L'exercice coordonné sous toutes ses formes progresse aussi : le nombre de maisons de santé a augmenté de 18 % sur les neuf derniers mois, soit 1 209 structures ouvertes actuellement.

En Seine-Maritime, la dynamique est perceptible aussi, avec seize maisons de santé pluriprofessionnelles, ou MSP, ouvertes, et vingt-deux en projet.

Je comprends votre impatience, monsieur le sénateur, mais la contrainte à l'installation n'est pas la solution : introduire une coercition conduirait un grand nombre de médecins à retarder leur installation ou à s'orienter vers des solutions de contournement. Le risque serait ainsi d'aggraver encore davantage les problèmes d'accès aux soins.

Nous avons choisi de faire confiance aux acteurs.

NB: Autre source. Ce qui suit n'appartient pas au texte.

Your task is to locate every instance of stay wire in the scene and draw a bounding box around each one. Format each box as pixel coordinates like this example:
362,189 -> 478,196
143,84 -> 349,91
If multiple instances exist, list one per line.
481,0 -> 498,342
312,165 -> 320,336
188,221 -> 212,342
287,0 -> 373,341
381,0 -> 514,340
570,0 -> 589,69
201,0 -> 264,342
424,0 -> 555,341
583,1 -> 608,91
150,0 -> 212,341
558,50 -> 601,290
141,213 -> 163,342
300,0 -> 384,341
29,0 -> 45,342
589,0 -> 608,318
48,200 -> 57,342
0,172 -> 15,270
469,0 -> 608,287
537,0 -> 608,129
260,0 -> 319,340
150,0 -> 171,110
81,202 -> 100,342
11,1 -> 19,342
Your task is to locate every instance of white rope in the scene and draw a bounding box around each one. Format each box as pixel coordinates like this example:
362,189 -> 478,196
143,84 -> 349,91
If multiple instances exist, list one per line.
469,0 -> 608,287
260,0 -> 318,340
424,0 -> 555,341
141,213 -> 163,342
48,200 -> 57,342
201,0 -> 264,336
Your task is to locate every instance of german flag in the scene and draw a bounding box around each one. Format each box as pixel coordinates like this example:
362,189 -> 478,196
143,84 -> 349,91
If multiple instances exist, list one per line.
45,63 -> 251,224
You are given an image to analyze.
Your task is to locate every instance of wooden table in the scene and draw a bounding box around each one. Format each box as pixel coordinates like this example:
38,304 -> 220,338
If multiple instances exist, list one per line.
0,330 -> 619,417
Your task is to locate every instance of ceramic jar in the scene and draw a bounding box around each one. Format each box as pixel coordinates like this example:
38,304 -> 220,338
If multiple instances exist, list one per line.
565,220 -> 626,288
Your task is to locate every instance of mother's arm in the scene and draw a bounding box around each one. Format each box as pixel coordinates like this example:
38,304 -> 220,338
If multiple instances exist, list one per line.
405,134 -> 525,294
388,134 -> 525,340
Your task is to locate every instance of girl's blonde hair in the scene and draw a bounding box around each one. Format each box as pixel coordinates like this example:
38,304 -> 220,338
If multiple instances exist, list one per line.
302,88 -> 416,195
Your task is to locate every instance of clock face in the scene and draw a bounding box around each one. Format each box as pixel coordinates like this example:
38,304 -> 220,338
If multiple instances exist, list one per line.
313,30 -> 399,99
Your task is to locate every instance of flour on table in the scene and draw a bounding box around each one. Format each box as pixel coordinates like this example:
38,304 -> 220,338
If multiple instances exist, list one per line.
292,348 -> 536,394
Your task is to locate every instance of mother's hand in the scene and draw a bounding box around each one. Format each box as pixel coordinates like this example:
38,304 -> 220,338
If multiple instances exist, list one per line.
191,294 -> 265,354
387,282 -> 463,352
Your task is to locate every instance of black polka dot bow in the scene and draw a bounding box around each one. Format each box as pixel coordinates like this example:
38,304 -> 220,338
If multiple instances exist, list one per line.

La stratégie Ma santé 2022 annoncée par le Président de la République en septembre dernier nous dote de nouveaux leviers qui se déploieront progressivement en 2019 : la mise en place des communautés professionnelles territoriales de santé, la création de 4 000 postes d'assistants médicaux pour seconder et appuyer les médecins, le déploiement dans des territoires prioritaires de 400 médecins généralistes, en exercice partagé entre une structure hospitalière et une structure ambulatoire ou salariés d'un centre ou établissement de santé.

Pour réussir, nous aurons besoin que les élus soient à nos côtés ; en réunissant tous les acteurs, je suis convaincue que nous trouverons des solutions adaptées à chaque territoire.

M. le président. La parole est à M. Didier Marie, pour répondre à Mme la secrétaire d'État.

M. Didier Marie. Merci, madame la secrétaire d'État, de vos réponses.

Je souhaite que votre ministère accorde une attention toute particulière à la Seine-Maritime, qui compte 1,3 million d'habitants et où le nombre de médecins ne cesse de baisser, tant dans les territoires ruraux que dans les quartiers urbains.

Les élus sont mobilisés, comme en atteste la création d'un nombre significatif de maisons de santé. Nous espérons que les efforts conjoints du Gouvernement et des élus permettront d'améliorer la situation.